2. HGK' nın 24.02.2010 tarihli 2010/1-86 Esas, ve 2010-108 Karar sayılı kararında da belirtildiği üzere; "yasanın aradığı anlamda oluşturulacak kararların hüküm fıkralarının açık, anlaşılır, çelişkisiz, uygulanabilir olmasının gerekliliği kadar; kararın gerekçesinin de, sonucu ile tam bir uyum içinde, o davaya konu maddi olguların mahkemece nasıl nitelendirildiğini, kurulan hükmün hangi nedenlere ve hukuksal düzenlemelere dayandırıldığını ortaya koyacak; kısaca, maddi olgular ile hüküm arasındaki mantıksal bağlantıyı gösterecek nitelikte olması gerekir. Zira tarafların o dava yönünden, hukuk düzenince hangi nedenle haklı veya haksız görüldüklerini anlayıp değerlendirebilmeleri ve Yargıtay’ın hukuka uygunluk denetimini yapabilmesi için, ortada, usulüne uygun şekilde oluşturulmuş; hükmün hangi nedenle o içerik ve kapsamda verildiğini ayrıntılarıyla gösteren, ifadeleri özenle seçilmiş ve kuşkuya yer vermeyecek açıklıktaki bir gerekçe bölümünün ve buna uyumlu hüküm fıkralarının bulunması zorunludur” Kararın gerekçesinin kendi içinde çelişkili olması ve hüküm kısmı ile gerekçenin bir kısmı arasında çelişki yaratılması da; yukarıda açıklanan ve Anayasa ile teminat altına alınan yargılamanın açıklığı, adil yargılanma hakkı prensibine ve kararların gerekçeli olması gerektiğine dair Anayasa ve yasa hükümlerine de açıkça aykırıdır.
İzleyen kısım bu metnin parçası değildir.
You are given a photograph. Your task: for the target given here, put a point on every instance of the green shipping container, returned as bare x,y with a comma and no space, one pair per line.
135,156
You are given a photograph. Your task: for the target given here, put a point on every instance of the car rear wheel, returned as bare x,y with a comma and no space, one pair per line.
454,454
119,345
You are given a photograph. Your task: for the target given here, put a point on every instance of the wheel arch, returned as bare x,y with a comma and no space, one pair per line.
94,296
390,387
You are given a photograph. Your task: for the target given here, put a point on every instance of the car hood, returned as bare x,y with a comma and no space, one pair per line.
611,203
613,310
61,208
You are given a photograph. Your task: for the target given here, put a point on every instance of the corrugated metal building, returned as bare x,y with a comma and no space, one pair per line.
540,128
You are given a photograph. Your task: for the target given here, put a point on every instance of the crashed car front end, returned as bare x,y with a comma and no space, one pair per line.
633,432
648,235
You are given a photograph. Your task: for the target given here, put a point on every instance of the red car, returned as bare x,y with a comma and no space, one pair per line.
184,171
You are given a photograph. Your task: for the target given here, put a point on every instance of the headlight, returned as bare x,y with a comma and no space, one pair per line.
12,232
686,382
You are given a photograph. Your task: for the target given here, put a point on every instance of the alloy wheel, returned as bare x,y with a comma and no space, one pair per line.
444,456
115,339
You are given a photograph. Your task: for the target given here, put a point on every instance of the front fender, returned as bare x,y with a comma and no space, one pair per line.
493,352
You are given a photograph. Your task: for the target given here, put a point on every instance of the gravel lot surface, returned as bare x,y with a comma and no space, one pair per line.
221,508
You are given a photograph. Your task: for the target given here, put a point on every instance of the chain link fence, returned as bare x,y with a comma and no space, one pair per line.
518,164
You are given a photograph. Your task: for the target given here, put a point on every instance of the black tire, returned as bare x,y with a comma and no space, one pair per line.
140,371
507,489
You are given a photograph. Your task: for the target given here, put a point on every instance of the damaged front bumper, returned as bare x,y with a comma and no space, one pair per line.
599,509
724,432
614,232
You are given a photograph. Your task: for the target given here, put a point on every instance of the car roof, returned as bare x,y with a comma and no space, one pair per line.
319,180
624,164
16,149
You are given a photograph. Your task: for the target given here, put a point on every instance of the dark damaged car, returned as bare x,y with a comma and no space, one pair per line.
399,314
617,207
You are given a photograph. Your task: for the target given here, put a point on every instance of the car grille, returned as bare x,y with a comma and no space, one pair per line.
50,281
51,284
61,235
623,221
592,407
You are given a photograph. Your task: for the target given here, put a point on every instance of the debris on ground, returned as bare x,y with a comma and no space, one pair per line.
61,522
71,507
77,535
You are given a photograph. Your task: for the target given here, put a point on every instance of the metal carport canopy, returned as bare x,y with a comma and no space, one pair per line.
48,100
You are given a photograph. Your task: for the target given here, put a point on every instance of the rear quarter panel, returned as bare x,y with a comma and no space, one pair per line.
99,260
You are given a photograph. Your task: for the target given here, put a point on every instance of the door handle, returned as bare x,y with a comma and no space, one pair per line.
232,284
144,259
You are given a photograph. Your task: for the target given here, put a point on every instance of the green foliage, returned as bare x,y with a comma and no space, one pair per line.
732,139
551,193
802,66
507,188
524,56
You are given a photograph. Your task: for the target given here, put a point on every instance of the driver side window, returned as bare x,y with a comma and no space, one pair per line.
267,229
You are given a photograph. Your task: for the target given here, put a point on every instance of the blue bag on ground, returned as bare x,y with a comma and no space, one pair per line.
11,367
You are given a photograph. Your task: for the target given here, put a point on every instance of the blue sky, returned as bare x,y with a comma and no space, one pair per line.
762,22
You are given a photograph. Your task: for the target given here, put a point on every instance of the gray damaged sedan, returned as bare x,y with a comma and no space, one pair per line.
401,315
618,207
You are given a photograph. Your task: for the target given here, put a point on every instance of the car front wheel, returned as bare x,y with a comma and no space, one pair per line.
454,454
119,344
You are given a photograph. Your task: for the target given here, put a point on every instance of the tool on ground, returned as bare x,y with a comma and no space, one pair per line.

3. Mahkemece 11/10/2021 tarihli duruşmada tefhim edilen kısa kararda; "1-Davanın KISMEN KABULÜ ile, 77.673,62 TL alacağın dava tarihi olan 01/04/2013 tarihinden itibaren işleyecek yasal faizi ile birlikte davalıdan alınarak davacıya verilmesine, fazlaya dair isteğin reddine” denilmiş, gerekçeli kararda ise; ".. yapılan ödemeler toplamından imalat bedeli olarak neticeten belirlenen 846.640,47 TL tutardan mahsubu ile davacı yüklenicinin bakiye iş bedeli alacağının 54.840,40 TL olduğu, mahkememizce hüküm kısmında sehven ve iş yoğunluğu nedeniyle mahsupta hataya düşülerek davalı kooperatifin yapmış olduğu 22.833,22 TL fazla ödeme düşümü yapılmaksızın hüküm kurulduğu, hüküm altına alınması gereken tutarın 54.840,40 TL olduğu, sehven 77.673,62 TL tutarın hüküm altına alınması nedeniyle kısa karar gibi aşağıdaki şekilde hüküm kurulmuştur. ..." gerekçesiyle 77.673,62 TL üzerinden davanın kısmen kabulüne karar verilmiştir. Mahkemece kısa kararın tefhiminden sonra gerekçeli kararında kısa kararın açıklanması sırasında hata yapıldığı, imalat bedelinden yapılan ödemenin mahsubu ile ulaşılacak rakamın 54.840,40 TL olduğu, ancak kısa kararda sehven 77.673,62 TL yazıldığı belirtilerek 77.673,62 TL üzerinden asıl davanın kısmen kabulüne karar verilmesi ile kısa karar ve gerekçeli karar arasında çelişki yaratılması hatalı olmuştur.
4. Yukarıda açıklanan nedenlerle kısa karar, gerekçe ve hüküm arasında çelişki yaratılarak karar verilmesi usul ve yasaya aykırı olmuş, tarafların diğer temyiz itirazları bu aşamada incelenmeksizin kararın bozulması uygun bulunmuştur.
V. KARAR
Açıklanan sebeplerle;
Temyiz olunan Mahkeme kararının re'sen BOZULMASINA,
Bozma nedenine göre tarafların sair temyiz itirazlarının bu aşamada incelenmesine yer olmadığına,
Peşin alınan temyiz karar harçlarının istek hâlinde taraflara iadesine,
Karara karşı tebliğ tarihinden itibaren 15 gün içinde karar düzeltme isteminde bulunulabileceğine,
Dosyanın Mahkemesine gönderilmesine,
24.04.2024 tarihinde oy birliğiyle karar verildi.